El tipo no se sentó en el sofá, fue depositado; quien sabe cuándo, quien sabe de qué manera. La única fuerza que se adivina en su cuerpo es la del estómago intentando agrandar los agujeros de una camiseta vieja. Signos vitales: un parpadeo por minuto. Los ojos vidriosos y secos reposan fijos sobre la pantalla del televisor. Tiene la mirada perdida y la cabeza levemente ladeada. Viste un pantalón pijama desteñido y abandona los pies dentro de dos ojotas de cuero marrón ajadas y mugrientas. Cada media hora se hurga en la oreja derecha y luego examina la uña. La mujer le habla sin pausa mientras se desplaza de un rincón a otro por toda la casa, acomodando un platito con un mal dibujo del Coliseo, quitándole el polvo a una figura del Mundialito '78. Mientras limpia se queja de los precios que tienen los chinos de la vuelta, de la vecina que es una cualquiera; de los pibes de la vuelta, que son unos atorrantes; del perro de José, y de por qué alguien no lo mata de una buena vez así se deja de joder. Insulta. De a ratos le grita a él, porque dice que se la pasa viendo la tele con cara de estúpido. Le recrimina el futuro brillante que hubiera podido tener si en lugar de casarse con él hubiera estudiado dactilografía en La Pitman. Como todos los días, repasa puntillosamente la manera en que le hizo desperdiciar su juventud. Entonces el tipo hincha el pecho y eructa de una manera asquerosamente débil, no con la potencia sonora de un macho que marca territorio, sino con la repugnancia del abandono. La mujer, iracunda, alza la voz y lo insulta con fiereza. En cuanto ella le da la espalda para continuar limpiando y quejándose de la porquería de marido que tiene, en él se dibuja una pequeña sonrisa de satisfacción.
No está muerto después de todo.
Él se replegó sobre sí mismo. Se encuentra sitiado por la bravura de aquella bárbara que blande una cuchara de madera, que dispara una nube de quejas y catapulta insultos. Él se retiró para establecer el sitio muy profundo tras los muros de sus intestinos. No se abandonó al extinguirse la llama de la juventud, sino que eligió con la sabiduría de su edad. Resiste con una especie de hibernación anímica. Nadie sabe lo que piensa. Todos creen que hace rato dejó de pensar, pero en su interior se retiró a meditar en la soledad de una montaña. Deja fluir las cosas, las deja ser, también la deja ser a ella, a su esposa. Deja que todo fluya, como cuando se le cae sobre la camiseta la salsa de los ravioles. Logró una especie de estado de Nirvana donde no es alcanzado por nada, como si fuera parte de un todo armónico.

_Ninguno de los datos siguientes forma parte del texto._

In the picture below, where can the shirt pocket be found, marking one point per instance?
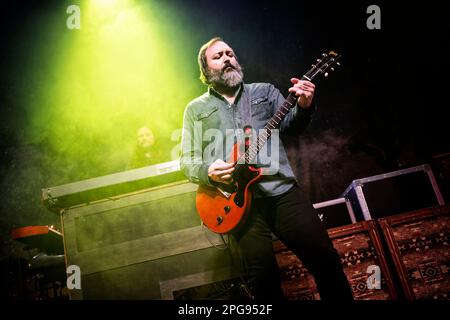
(206, 114)
(261, 108)
(260, 100)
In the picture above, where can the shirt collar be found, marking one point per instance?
(213, 92)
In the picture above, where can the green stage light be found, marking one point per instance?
(129, 65)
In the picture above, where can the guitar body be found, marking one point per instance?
(224, 208)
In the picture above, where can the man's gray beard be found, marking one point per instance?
(229, 79)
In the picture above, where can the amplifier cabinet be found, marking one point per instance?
(361, 252)
(418, 242)
(393, 193)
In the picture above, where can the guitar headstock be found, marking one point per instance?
(324, 65)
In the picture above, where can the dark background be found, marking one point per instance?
(384, 109)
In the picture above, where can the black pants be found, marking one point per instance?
(292, 219)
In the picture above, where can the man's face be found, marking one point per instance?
(223, 67)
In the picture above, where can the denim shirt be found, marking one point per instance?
(212, 111)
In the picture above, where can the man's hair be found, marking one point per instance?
(202, 63)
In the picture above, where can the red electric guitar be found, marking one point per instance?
(225, 207)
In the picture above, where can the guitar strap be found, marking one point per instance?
(246, 109)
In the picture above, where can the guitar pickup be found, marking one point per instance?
(225, 194)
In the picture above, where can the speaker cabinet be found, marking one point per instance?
(361, 253)
(133, 246)
(418, 242)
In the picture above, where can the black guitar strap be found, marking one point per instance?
(247, 109)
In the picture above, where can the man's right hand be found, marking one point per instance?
(220, 171)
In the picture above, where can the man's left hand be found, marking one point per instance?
(304, 90)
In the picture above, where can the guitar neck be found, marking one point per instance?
(320, 67)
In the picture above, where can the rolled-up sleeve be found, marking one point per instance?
(191, 161)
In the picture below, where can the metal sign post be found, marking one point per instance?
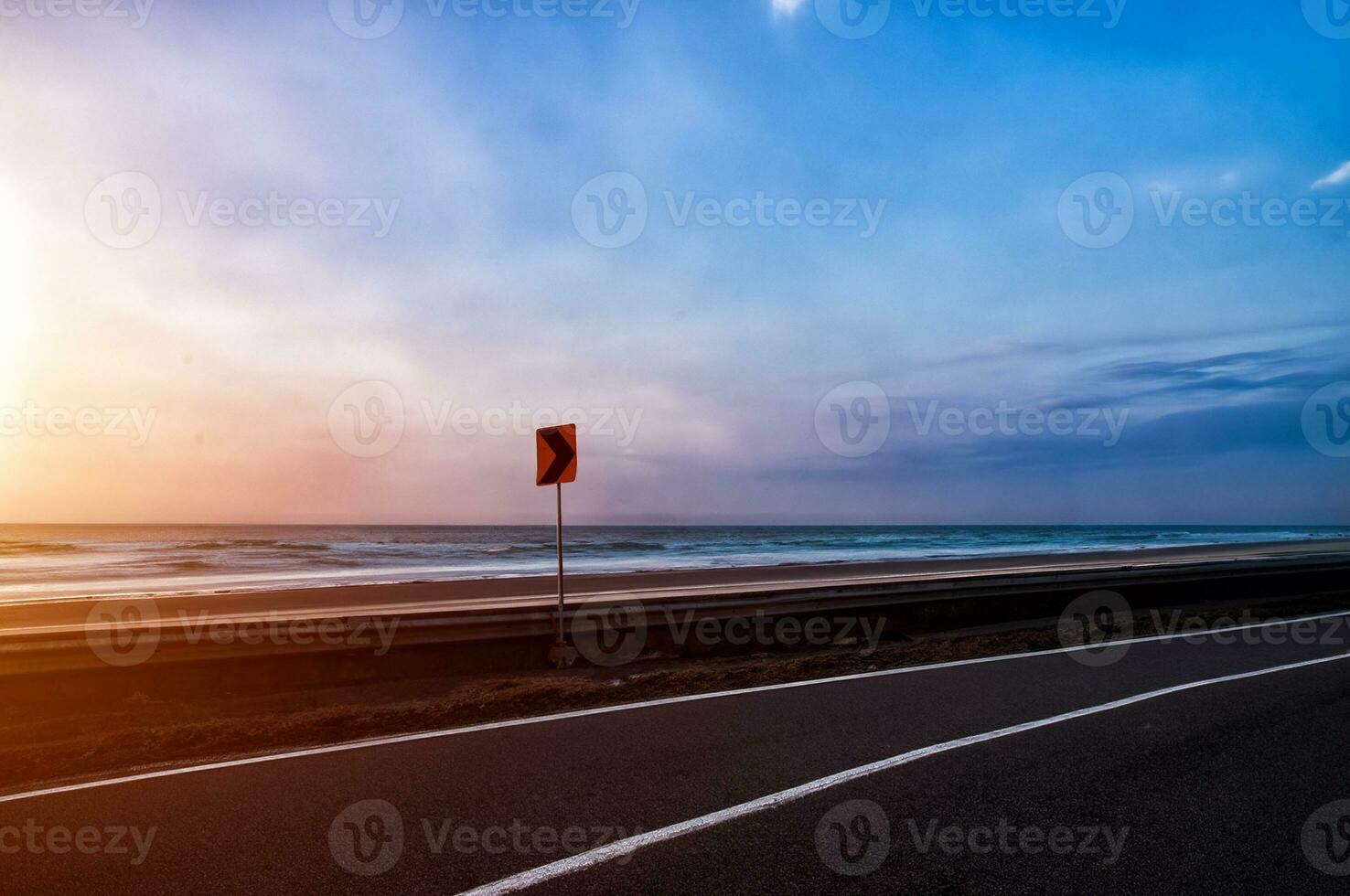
(555, 448)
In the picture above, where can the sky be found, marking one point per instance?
(783, 261)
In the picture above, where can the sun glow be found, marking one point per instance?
(15, 293)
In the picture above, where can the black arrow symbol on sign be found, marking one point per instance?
(563, 456)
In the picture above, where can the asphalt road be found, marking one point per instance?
(1210, 788)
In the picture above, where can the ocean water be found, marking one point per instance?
(61, 561)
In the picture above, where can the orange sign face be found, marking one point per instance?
(556, 448)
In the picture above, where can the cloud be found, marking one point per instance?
(1335, 178)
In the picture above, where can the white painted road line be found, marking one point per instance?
(627, 847)
(624, 708)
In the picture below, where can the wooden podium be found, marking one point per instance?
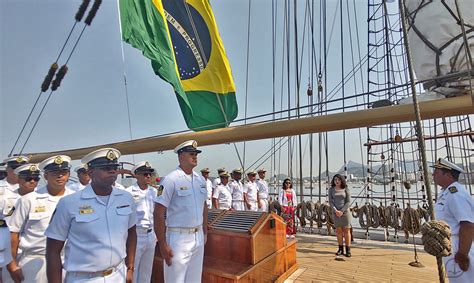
(243, 246)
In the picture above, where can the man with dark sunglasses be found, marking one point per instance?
(83, 178)
(8, 197)
(97, 224)
(31, 217)
(144, 196)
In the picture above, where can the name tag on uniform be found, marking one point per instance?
(86, 209)
(40, 209)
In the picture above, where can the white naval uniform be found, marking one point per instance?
(146, 238)
(251, 189)
(30, 219)
(184, 197)
(95, 233)
(209, 193)
(224, 196)
(237, 190)
(8, 197)
(263, 194)
(454, 207)
(76, 186)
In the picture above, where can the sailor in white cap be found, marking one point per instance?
(250, 191)
(217, 180)
(98, 226)
(8, 196)
(262, 194)
(456, 207)
(222, 196)
(237, 189)
(144, 196)
(82, 176)
(183, 200)
(31, 218)
(28, 178)
(205, 174)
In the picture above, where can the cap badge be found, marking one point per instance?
(111, 155)
(58, 160)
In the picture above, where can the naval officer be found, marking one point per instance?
(182, 239)
(262, 194)
(31, 217)
(250, 192)
(237, 190)
(8, 196)
(456, 207)
(98, 226)
(222, 196)
(205, 174)
(144, 196)
(82, 176)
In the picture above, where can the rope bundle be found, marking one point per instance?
(436, 238)
(411, 220)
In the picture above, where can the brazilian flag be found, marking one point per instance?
(182, 41)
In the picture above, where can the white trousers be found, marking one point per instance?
(119, 276)
(5, 247)
(264, 205)
(188, 256)
(144, 255)
(454, 273)
(238, 205)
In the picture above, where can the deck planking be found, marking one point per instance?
(371, 261)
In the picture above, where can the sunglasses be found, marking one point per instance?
(29, 179)
(109, 167)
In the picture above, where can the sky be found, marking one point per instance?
(90, 107)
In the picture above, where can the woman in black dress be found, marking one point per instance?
(340, 200)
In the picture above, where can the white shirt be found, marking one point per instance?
(31, 218)
(145, 204)
(184, 197)
(237, 190)
(8, 197)
(454, 205)
(216, 182)
(251, 190)
(76, 186)
(209, 193)
(224, 196)
(96, 233)
(262, 189)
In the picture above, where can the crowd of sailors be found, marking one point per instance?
(109, 233)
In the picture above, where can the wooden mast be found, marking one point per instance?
(447, 107)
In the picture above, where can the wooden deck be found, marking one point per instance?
(371, 261)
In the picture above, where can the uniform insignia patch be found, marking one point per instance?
(58, 160)
(10, 212)
(86, 209)
(453, 190)
(40, 209)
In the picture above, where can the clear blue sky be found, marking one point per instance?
(90, 106)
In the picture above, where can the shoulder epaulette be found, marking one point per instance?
(453, 190)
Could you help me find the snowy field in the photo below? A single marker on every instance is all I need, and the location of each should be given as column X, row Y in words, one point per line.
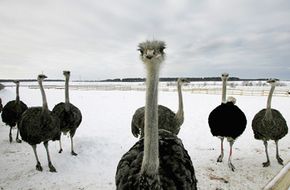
column 105, row 135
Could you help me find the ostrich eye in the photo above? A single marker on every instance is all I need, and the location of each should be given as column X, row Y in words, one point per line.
column 141, row 51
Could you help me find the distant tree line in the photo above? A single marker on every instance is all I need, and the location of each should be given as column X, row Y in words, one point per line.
column 29, row 80
column 171, row 79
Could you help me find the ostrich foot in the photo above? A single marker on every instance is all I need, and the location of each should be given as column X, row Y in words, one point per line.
column 73, row 153
column 266, row 164
column 231, row 166
column 280, row 160
column 51, row 167
column 220, row 158
column 38, row 166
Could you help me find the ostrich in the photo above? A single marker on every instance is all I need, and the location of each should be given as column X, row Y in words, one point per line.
column 39, row 124
column 159, row 160
column 70, row 116
column 12, row 112
column 167, row 119
column 269, row 124
column 1, row 106
column 227, row 120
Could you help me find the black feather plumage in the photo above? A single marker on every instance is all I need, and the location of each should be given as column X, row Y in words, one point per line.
column 176, row 170
column 273, row 129
column 70, row 118
column 12, row 112
column 38, row 126
column 227, row 120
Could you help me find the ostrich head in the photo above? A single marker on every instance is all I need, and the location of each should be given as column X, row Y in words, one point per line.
column 66, row 73
column 16, row 82
column 183, row 81
column 152, row 52
column 225, row 75
column 41, row 77
column 272, row 81
column 232, row 99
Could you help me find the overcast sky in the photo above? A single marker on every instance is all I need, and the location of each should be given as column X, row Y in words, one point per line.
column 97, row 39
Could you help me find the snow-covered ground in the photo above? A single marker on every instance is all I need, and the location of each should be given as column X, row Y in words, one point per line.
column 105, row 135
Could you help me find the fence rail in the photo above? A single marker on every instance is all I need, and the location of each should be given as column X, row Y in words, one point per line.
column 238, row 90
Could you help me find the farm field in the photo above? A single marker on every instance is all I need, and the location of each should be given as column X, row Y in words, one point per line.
column 105, row 135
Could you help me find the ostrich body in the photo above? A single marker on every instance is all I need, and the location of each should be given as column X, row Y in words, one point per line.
column 70, row 116
column 1, row 106
column 227, row 121
column 167, row 119
column 12, row 112
column 159, row 160
column 269, row 124
column 39, row 124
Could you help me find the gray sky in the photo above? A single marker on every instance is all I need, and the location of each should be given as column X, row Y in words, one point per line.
column 97, row 39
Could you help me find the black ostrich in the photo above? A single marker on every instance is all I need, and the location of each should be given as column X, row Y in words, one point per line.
column 1, row 106
column 159, row 160
column 70, row 116
column 167, row 119
column 39, row 124
column 12, row 112
column 269, row 124
column 227, row 121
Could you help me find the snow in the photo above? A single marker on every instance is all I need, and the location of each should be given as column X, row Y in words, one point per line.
column 105, row 135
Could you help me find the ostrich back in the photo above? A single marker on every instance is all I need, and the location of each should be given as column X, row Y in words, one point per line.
column 1, row 106
column 69, row 120
column 36, row 127
column 12, row 112
column 227, row 120
column 166, row 120
column 274, row 129
column 175, row 170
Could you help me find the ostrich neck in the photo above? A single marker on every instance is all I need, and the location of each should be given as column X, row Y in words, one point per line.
column 224, row 91
column 150, row 162
column 179, row 113
column 268, row 110
column 66, row 92
column 44, row 101
column 17, row 93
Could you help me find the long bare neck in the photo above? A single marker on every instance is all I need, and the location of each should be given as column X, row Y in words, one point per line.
column 17, row 93
column 66, row 92
column 268, row 114
column 44, row 101
column 180, row 113
column 224, row 90
column 150, row 162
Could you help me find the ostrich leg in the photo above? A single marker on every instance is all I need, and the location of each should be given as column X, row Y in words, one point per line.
column 10, row 135
column 280, row 161
column 72, row 147
column 38, row 165
column 220, row 158
column 60, row 147
column 266, row 164
column 17, row 135
column 232, row 167
column 72, row 133
column 51, row 167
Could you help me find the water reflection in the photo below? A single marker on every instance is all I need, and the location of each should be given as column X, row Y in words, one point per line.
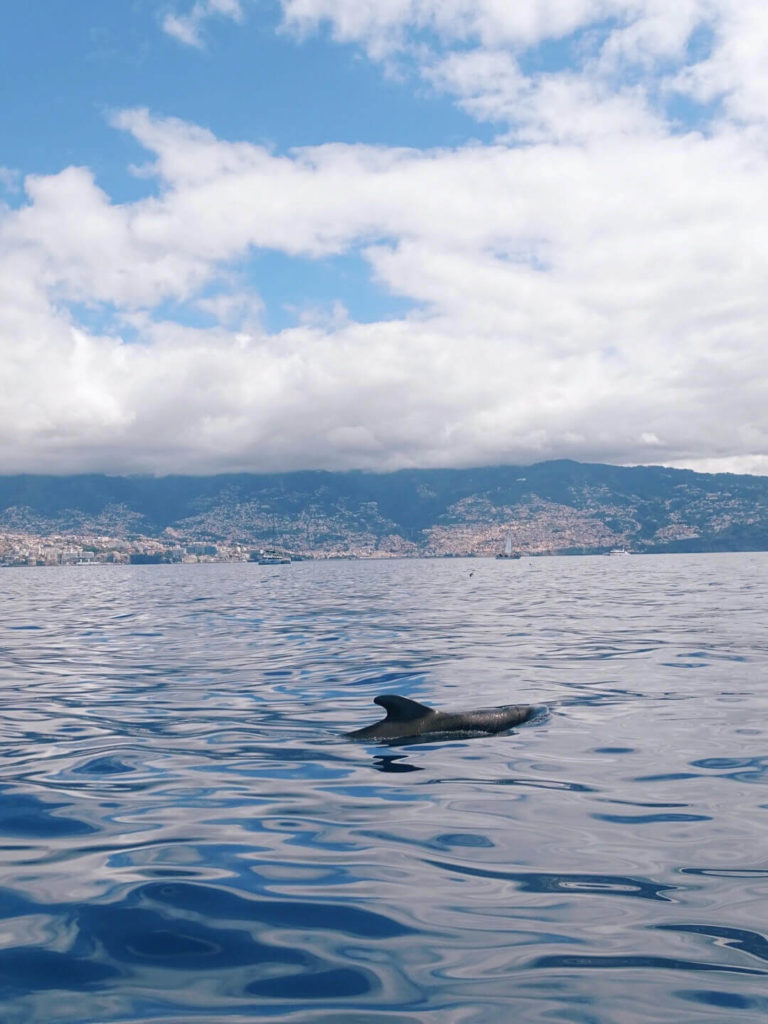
column 186, row 835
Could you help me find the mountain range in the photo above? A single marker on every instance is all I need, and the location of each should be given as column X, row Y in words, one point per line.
column 550, row 507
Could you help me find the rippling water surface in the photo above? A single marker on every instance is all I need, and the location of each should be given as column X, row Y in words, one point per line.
column 185, row 835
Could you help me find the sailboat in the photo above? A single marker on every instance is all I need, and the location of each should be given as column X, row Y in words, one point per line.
column 508, row 552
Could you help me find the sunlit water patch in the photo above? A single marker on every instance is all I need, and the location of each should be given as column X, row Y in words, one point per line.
column 186, row 835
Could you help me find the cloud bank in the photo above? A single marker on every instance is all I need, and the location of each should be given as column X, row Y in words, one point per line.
column 591, row 285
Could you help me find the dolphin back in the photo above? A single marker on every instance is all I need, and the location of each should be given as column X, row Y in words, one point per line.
column 409, row 720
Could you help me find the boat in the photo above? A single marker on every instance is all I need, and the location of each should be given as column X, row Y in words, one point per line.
column 508, row 552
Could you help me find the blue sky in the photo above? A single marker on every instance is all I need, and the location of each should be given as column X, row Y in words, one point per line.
column 372, row 233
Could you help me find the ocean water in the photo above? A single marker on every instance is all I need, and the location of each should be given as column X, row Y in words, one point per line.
column 185, row 835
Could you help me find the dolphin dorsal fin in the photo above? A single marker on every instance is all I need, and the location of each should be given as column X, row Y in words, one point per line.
column 401, row 709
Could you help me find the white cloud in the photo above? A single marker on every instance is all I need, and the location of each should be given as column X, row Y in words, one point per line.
column 187, row 28
column 590, row 286
column 601, row 299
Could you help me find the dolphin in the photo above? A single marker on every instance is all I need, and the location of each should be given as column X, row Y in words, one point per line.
column 409, row 721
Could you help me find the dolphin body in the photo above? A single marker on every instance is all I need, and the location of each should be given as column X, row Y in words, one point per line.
column 409, row 721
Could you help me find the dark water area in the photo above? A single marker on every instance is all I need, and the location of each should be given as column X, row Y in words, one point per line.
column 185, row 835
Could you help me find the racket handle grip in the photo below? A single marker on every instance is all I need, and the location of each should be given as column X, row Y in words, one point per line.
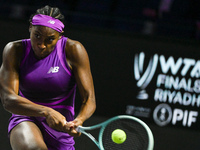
column 78, row 129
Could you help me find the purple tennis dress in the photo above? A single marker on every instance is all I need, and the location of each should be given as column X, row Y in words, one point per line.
column 48, row 82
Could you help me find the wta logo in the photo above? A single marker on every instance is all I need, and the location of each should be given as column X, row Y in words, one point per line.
column 142, row 76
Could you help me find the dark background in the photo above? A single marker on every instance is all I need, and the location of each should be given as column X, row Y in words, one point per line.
column 112, row 32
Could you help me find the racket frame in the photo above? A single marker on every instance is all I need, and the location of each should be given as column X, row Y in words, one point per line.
column 103, row 125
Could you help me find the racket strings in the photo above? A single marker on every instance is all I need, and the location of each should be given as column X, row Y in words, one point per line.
column 136, row 135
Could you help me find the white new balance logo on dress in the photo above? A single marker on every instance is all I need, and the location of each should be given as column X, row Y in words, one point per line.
column 53, row 70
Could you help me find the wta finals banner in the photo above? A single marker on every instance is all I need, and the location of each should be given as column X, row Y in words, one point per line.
column 168, row 88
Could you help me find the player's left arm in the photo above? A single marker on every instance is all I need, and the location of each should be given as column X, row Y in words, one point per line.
column 78, row 60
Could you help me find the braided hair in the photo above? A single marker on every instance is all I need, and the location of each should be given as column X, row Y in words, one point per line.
column 49, row 11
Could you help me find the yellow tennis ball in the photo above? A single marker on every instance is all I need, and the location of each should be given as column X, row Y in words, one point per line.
column 118, row 136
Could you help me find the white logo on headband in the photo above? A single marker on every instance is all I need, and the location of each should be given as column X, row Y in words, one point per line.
column 51, row 21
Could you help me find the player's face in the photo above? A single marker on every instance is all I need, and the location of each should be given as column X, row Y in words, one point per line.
column 43, row 40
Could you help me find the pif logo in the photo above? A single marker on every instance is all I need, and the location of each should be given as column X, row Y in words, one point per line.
column 163, row 115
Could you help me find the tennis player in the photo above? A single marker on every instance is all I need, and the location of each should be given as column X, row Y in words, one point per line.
column 38, row 80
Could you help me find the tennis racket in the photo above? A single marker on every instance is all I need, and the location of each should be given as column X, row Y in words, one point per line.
column 138, row 134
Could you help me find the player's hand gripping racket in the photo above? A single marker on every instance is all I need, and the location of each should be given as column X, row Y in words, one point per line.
column 138, row 134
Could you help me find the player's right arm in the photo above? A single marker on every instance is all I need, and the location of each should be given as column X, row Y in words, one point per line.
column 9, row 88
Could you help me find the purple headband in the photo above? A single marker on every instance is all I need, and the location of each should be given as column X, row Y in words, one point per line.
column 48, row 21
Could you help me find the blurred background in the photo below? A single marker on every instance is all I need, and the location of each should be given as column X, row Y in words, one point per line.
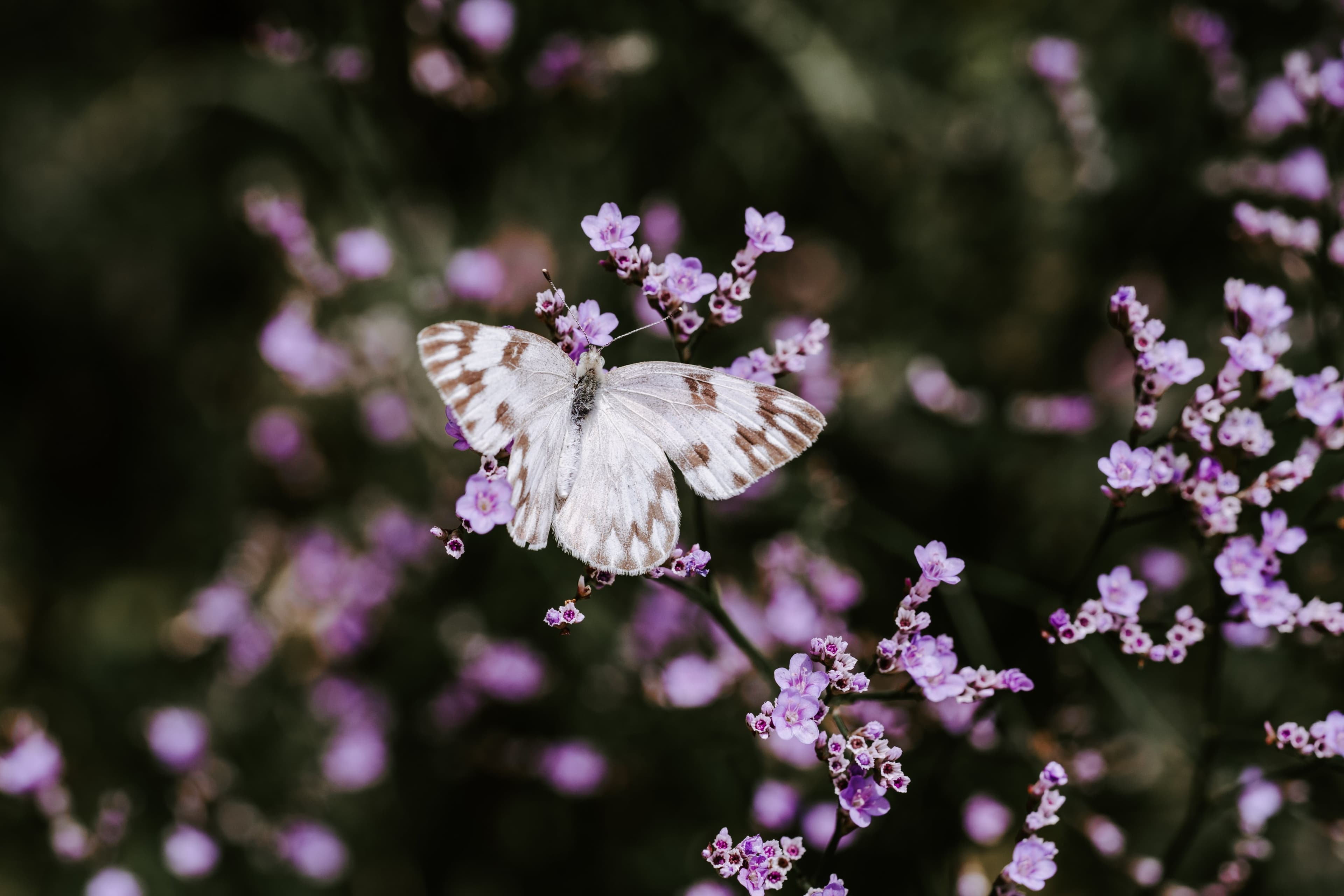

Sólo de vez en cuando se permite una breve satisfacción mundana: Cruza los muros, baja de su montaña y se acerca al mundo, reconoce a su esposa y eructa de una manera asquerosamente débil, porque sabe que a ella le molesta mucho más de esa manera, y luego entonces vuelve a su montaña con regocijo para continuar meditando.